Originally published by Pen & Trail Travel Magazine

A few months before I quit drinking for good, the husband and I stole a few days to lounge on the sand at the Delaware Shore. It was September, and the air was still warm but the crowds had thinned, leaving us the wide beaches to ourselves.

We had three entire days to soak up the sun and watch the dolphins dart among the waves. So, I was pretty annoyed to wake up one morning so hungover that I had to grit my teeth to force myself to face the day.

A few precious days that we’d paid a lot of money for, which I was now just trying to survive. At brunch, I’d order coffee (obviously), and avocado toast (healthy!) and make chit-chat with my husband about how to spend the day. He might not notice, but I’d be distracted, hardly present at all, because mentally I’d be berating myself for swilling that extra glass of red wine, again.

Maybe I wasn’t the biggest drinker you’d have ever met.  But, I definitely had a habit, and it was getting old.

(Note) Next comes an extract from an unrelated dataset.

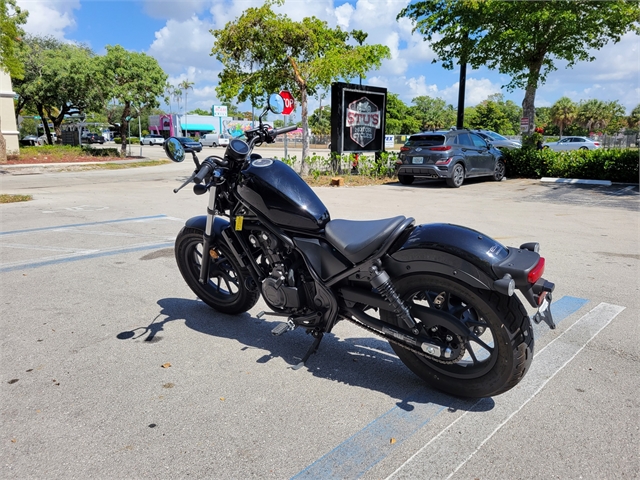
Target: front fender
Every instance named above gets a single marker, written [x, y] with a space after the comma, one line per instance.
[450, 250]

Frankly, so was I. How many days traveling over the last 20 years had I wasted from overindulging? I couldn’t even guess.

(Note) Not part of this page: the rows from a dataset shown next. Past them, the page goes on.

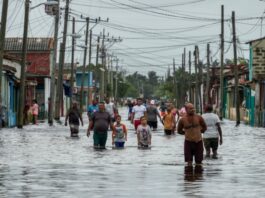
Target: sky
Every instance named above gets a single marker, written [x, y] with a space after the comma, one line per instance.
[153, 32]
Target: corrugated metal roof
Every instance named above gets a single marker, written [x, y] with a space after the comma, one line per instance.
[33, 44]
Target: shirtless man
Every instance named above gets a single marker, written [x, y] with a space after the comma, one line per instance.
[192, 126]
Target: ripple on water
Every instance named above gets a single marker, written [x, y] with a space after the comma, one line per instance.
[42, 161]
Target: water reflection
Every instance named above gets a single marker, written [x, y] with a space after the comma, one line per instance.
[40, 161]
[193, 173]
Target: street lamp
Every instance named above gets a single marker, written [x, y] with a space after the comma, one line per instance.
[49, 3]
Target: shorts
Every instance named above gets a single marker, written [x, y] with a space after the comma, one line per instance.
[168, 132]
[211, 143]
[136, 123]
[162, 113]
[100, 139]
[119, 144]
[152, 124]
[74, 130]
[143, 146]
[193, 149]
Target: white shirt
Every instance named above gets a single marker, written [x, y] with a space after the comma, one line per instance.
[211, 119]
[138, 111]
[109, 108]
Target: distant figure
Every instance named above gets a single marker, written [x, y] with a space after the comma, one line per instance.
[144, 135]
[163, 108]
[213, 133]
[25, 113]
[119, 133]
[92, 109]
[152, 114]
[110, 108]
[182, 111]
[169, 122]
[138, 111]
[192, 126]
[130, 106]
[74, 116]
[35, 111]
[100, 123]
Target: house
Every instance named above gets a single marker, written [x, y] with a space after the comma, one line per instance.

But, what’s traveling without drinking anyways? Swilling pints of lager in cozy London pubs. Pounding shots of rakija in Croatia. Sipping wine with every meal in France. Spilling sticky cups of rum and cola on the dance floor in Belize. And a personal favorite, guzzling margaritas from a can in Mexico. Traveling means experiencing life to the fullest! That means alcohol. And lots of it

Less than a year later, I was back in Rehoboth Beach for my 2-year wedding anniversary. This time, I was six months into my post-alcohol experiment. I booked a B&B, famous for its waffles in the morning and free wine in the evenings

Immediately, my mind flooded with anxious thoughts

How can I travel without drinking?”

“How can I celebrate my anniversary without alcohol?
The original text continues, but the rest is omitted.